Background: Complement component C3 is synthesized by keratinocytes and is activated after skin injury. C3 is also synthesized by peritoneal macrophages, which are activated by the adjuvant alum.
Objective: We sought to investigate the role of C3 in inciting allergic skin Inflammation and systemic immune responses after epicutaneous sensitization or intraperitoneal sensitization with antigen.
Methods: C3-deficient (C3-/-) mice and wild-type (WT) control animals were subjected to epicutaneous sensitization with the antigen ovalbumin (OVA) on shaved and tape-stripped skin or intraperitoneal immunization with OVA in alum.
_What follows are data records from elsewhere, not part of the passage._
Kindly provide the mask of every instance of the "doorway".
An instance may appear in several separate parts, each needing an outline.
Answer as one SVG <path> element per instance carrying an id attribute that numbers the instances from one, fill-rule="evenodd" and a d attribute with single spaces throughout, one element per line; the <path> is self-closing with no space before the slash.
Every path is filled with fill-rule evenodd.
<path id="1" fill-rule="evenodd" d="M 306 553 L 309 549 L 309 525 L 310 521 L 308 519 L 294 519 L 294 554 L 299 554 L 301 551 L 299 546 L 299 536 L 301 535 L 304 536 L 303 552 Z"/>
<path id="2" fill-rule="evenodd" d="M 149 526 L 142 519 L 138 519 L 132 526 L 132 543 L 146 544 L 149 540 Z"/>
Results: Skin Infiltration by eosinophils and expression of mRNA encoding the TH2 cytokines IL-4 and IL-5 in OVA-sensitized skin sites was impaired in C3-/- mice. Splenocytes from epicutaneously sensitized C3-/- mice secreted less IL-4, IL-5, IL-13, and IFN-gamma in response to OVA stimulation than splenocytes from WT control animals. The defect in cytokine secretion by splenocytes was also observed after intraperitoneal immunization of C3-/- mice. C3-/- mice had impaired IgG1, IgG2a, and IgE antibody responses after both epicutaneous and intraperitoneal immunization. The defect in cytokine secretion of C3-/- mice was not due to defective proliferation to antigen, was not observed after anti-CD3 stimulation, and was corrected by the addition of purified C3 protein.
Conclusion: These results suggest that C3 plays an important role in both the TH1 and TH2 response to antigen in vivo.
Clinical implications: The complement pathway might be a potential target in the therapy of allergic diseases.